Other Names for the Heart: New and Selected Poems 1964-1984


137 pages
ISBN 0-920428-76-2






Reviewed by Martin Singleton

Martin Singleton was a poet living in Toronto.


This handsome book contains selections from Wevill’s first four volumes and his uncollected work, in two sections, from 1974 to 1985. Certain themes are constant: the saving grace of love, the presence and evanescence of nature, the sense of isolation, and the need to “only connect.” In his first two books, Birth of a Shark (1964) and A Christ of the Ice-Floes (1966), Wevill shows the influence of his English peers: image and detail predominate. Yet such poems as “Meditation on a Pine-Cone,” with its superb seven linked stanzas, prepare the reader for later work. “Firebreak” (1971) demonstrates a more internal structure. Lines are not automatically capitalized, and they become sparser and more associative. There is increasing awareness of, and fight against, change, decay, and death. In “Where the Arrow Falls” (1974), the poet experiments with the prose poem, and “Breaking Point” is typical of this book’s tough optimism: “those / who must live, cannot live / easily.”
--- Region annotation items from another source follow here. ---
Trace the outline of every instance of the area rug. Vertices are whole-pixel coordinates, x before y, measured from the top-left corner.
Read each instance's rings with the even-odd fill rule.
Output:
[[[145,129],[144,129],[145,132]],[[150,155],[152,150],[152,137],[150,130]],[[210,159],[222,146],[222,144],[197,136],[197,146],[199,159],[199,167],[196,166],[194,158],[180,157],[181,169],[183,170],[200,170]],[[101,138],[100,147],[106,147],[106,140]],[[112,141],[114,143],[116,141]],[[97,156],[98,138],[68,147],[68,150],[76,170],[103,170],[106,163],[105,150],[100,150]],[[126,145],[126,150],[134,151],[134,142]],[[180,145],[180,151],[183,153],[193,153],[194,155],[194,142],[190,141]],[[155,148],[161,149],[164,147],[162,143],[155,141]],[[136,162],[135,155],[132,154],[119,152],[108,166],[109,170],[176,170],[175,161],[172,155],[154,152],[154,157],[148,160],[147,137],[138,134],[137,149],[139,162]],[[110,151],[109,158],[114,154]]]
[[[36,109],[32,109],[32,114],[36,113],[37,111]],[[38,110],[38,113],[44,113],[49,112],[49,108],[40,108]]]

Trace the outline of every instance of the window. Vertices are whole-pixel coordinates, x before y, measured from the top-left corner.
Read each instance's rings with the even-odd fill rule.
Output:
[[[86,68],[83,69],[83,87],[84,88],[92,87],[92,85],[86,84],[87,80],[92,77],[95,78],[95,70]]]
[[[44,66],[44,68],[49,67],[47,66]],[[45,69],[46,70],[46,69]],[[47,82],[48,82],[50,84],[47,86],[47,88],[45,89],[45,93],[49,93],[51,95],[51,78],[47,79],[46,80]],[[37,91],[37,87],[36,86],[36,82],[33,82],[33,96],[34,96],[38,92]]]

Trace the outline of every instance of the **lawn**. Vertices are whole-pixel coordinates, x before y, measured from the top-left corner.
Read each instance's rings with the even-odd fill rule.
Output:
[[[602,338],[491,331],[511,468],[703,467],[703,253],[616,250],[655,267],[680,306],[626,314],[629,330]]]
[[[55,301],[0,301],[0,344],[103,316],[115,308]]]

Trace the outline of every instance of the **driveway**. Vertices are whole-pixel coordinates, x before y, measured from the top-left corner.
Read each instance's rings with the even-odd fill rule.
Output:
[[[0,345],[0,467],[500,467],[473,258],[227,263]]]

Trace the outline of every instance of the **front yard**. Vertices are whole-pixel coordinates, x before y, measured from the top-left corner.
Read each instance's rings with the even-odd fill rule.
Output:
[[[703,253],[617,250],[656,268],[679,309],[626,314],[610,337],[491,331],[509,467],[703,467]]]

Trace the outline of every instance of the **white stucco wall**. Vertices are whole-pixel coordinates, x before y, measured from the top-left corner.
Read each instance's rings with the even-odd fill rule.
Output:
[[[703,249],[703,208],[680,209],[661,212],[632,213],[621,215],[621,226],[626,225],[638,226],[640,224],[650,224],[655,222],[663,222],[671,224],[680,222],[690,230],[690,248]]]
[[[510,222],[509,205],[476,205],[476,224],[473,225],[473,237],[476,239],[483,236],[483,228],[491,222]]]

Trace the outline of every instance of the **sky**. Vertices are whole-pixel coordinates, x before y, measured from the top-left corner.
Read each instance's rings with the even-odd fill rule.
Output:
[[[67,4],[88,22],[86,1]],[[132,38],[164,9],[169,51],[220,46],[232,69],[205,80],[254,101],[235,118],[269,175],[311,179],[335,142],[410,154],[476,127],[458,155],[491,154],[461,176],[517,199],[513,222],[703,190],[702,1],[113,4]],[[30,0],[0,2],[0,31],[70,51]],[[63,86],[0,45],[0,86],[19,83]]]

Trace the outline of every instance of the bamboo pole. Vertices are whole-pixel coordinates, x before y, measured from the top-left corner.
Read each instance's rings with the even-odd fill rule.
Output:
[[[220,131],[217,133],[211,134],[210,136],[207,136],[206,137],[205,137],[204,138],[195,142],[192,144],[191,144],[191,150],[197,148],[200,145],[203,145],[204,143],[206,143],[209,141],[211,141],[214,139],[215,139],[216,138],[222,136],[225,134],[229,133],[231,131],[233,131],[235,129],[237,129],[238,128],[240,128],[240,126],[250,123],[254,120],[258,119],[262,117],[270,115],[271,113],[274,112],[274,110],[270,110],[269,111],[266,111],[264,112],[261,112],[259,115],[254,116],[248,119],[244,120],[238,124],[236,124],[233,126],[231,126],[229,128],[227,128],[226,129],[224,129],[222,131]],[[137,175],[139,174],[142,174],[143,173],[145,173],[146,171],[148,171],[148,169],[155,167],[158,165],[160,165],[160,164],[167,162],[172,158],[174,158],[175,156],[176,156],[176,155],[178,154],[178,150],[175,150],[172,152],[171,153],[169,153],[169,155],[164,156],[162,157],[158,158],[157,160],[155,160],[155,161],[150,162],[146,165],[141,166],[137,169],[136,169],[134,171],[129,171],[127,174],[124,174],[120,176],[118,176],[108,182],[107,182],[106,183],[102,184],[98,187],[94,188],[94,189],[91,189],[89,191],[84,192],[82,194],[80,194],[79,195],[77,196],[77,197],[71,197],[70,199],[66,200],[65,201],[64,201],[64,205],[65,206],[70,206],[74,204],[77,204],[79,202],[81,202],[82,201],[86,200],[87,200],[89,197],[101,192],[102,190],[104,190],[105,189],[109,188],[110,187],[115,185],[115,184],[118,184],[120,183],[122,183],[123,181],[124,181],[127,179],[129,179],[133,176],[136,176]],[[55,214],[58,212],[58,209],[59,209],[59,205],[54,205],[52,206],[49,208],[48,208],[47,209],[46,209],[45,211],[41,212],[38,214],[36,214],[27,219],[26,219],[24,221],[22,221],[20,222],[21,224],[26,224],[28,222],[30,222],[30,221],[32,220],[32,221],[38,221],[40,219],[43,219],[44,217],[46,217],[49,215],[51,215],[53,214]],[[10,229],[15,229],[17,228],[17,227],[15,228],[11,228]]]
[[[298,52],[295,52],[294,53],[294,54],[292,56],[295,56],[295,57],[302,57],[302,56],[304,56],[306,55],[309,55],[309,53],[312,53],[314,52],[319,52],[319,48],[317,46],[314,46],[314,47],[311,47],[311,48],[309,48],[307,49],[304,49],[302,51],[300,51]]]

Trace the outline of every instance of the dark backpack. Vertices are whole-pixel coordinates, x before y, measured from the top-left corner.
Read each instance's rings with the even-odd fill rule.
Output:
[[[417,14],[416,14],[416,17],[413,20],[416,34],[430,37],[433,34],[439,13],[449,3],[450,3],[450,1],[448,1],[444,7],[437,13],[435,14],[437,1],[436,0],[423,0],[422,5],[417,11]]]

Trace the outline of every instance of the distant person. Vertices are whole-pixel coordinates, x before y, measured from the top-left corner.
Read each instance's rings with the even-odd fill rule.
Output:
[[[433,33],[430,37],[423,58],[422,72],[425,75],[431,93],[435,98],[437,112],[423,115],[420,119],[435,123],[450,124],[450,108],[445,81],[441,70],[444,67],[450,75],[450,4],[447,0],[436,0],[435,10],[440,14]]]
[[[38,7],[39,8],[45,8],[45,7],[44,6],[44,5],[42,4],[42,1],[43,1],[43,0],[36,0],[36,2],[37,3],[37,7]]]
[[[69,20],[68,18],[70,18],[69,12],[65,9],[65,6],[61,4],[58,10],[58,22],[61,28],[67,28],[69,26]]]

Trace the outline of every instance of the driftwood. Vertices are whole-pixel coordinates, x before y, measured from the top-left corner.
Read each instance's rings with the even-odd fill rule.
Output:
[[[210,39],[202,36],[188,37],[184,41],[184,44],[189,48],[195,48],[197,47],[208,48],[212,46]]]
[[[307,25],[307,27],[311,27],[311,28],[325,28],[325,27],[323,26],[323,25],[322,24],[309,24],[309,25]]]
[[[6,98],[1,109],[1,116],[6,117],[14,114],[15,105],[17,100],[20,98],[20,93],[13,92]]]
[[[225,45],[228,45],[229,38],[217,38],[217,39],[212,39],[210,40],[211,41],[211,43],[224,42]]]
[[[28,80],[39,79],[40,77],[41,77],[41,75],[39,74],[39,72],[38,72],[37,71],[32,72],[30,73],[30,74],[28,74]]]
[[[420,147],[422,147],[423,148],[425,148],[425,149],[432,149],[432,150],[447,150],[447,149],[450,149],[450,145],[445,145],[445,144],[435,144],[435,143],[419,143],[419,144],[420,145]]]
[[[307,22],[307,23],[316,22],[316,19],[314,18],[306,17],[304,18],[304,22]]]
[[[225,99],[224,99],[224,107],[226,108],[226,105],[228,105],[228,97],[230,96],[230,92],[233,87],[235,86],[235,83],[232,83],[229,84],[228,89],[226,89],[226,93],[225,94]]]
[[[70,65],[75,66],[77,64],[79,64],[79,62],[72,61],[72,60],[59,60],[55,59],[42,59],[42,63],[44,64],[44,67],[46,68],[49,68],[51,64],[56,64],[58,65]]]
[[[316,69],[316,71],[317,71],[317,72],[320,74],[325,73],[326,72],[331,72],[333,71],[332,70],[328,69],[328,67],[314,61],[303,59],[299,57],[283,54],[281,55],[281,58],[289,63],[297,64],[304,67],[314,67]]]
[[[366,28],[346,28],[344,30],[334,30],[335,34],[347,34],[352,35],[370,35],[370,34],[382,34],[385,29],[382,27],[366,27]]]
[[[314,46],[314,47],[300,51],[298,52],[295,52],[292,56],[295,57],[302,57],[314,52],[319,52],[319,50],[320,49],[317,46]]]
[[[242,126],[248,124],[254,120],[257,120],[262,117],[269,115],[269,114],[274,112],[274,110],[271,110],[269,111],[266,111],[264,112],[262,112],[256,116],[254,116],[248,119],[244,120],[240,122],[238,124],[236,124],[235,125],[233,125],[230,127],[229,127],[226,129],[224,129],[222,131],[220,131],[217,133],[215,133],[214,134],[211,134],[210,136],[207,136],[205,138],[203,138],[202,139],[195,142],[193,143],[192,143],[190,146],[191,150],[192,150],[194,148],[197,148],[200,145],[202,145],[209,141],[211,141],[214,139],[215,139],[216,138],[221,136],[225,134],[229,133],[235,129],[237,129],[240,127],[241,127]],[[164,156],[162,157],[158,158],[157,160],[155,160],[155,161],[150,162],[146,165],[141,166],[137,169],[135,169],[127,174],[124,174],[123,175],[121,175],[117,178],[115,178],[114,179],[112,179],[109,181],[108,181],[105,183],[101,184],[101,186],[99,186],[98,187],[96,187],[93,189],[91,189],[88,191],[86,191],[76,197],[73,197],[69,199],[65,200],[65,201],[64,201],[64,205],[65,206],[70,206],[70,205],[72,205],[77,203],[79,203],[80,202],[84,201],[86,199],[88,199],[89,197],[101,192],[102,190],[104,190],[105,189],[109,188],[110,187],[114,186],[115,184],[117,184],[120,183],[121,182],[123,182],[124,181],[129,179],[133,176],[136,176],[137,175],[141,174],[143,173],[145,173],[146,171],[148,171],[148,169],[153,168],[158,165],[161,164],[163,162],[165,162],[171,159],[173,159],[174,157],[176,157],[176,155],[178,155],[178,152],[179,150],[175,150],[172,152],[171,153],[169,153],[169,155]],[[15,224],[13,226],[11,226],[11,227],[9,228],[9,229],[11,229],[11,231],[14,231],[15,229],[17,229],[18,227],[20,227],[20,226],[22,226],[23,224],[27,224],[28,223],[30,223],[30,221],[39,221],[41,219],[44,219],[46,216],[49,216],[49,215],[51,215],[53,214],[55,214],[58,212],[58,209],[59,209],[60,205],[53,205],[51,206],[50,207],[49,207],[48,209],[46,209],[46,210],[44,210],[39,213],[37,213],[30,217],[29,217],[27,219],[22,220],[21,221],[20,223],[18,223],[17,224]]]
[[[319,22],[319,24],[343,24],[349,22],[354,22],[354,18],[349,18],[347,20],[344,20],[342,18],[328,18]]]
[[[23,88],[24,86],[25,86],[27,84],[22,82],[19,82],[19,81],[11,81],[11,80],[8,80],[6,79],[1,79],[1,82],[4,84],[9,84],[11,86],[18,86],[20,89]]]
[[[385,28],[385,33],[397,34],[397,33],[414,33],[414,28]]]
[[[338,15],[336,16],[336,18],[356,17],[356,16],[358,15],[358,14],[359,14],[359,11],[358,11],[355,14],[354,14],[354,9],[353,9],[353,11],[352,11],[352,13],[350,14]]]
“Villa Blanca” (1974-81) moves more into mystic realms, as Wevill discovers “the ghost of a lyric in a / housefly’s wings.” Several of these poems are among the strongest in this collection. Finally, in “Other Names for the Heart” (1981-85) Wevill comes to see that “love / is practical, of things, a colour, a form / at the edge of what’s possible.” This collection is superb: Wevill deserves to be more widely known, and there is more craft and feeling in the least of these poems than in many whole books of contemporary verse.